阳春三月,春风送暖。

    农耕繁忙导致乡道人多阻滞,官道对骑马又诸加限碍,倒不如全程坐车来的方便。

    符栾此行去的并非鹿山,而是取道废弃的第七道外城门,往临边州县办事。

    他回来途中须得批阅凉州送到的帛书,当然也不会留意街边风景。

    直到霍刀忽然在外头朗声:“王爷,王妃她挂在宅墙上。”

    “什么?”

    符栾第一次有种自己是否听岔的错觉,然后,他就透过窗纱看到了半趴在墙上的苏明妩。

    她今日换了条锦绶缎裙,粉色囊鼓鼓的上襟处卡垫着大红的丝质枕,双手垂在墙面,妍丽秾艳的小脸上,双颊微微发红。

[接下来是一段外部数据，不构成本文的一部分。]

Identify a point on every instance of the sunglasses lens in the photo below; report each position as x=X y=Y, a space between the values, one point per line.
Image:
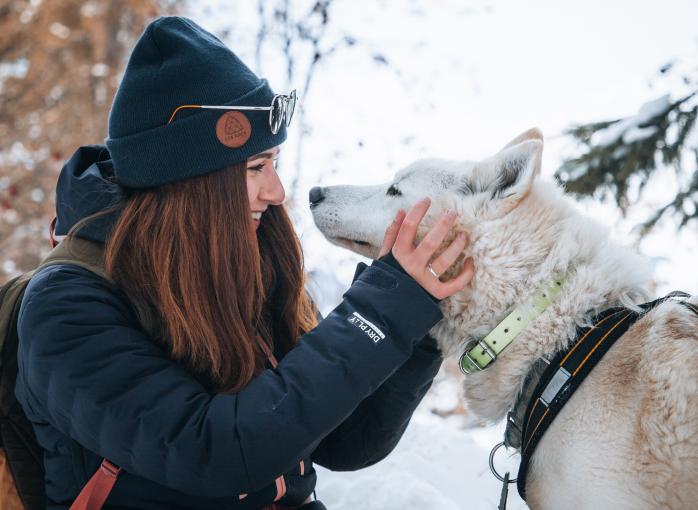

    手指头细白纤长,害怕掉下去所以扣着墙面,但好像心情还不错,毕竟,与墙下的男子,相、谈、甚、欢。

    霍刀驾着马车,回头问询:“王爷,要过去接王妃么。”

    “嗯。”

    ...

    苏明妩觉得她眼下定是很狼狈的。

    日头渐盛,耳后发际热出薄汗,挂在这堵高墙上晃荡,最重要的是,以上种种都被符栾给看到了。

    早晓得他这次改坐马车,方才那席真心话,她当然是藏心里不说出口啊。

    可现在听都听到了,那么直白,一时间她去哪里找补。

    苏明妩耷拉着脑袋,试探性地轻唤了声,“王爷,能不能先...”帮忙把她接下来...

    符栾坐在马车里,撩着布帘的手指往下挪过几寸,但并未全部收起,还是只能让人看到他半张俊容。

    “王妃还没回答,心疼谁?”

    “...”

    苏明妩略微哑然,符栾这是给她寻了个台阶,只要她说出他想听的那个答案,便不再追究的意思么?

    这个人真是既幼稚又蛮横。

    若是往常,苏明妩不介意耍赖反悔,再放下身段夸他几句好话,可现在苏莳廷就在下面,她贸然改口,哥哥定然会伤心。

    为她的口是心非,也为她的讨好隐忍而伤心。

    苏明妩回来曾给自己立了个规矩,不伤害家人和自己,这是她的底线,无论如何,她这次都不可能顺着符栾的心意回答。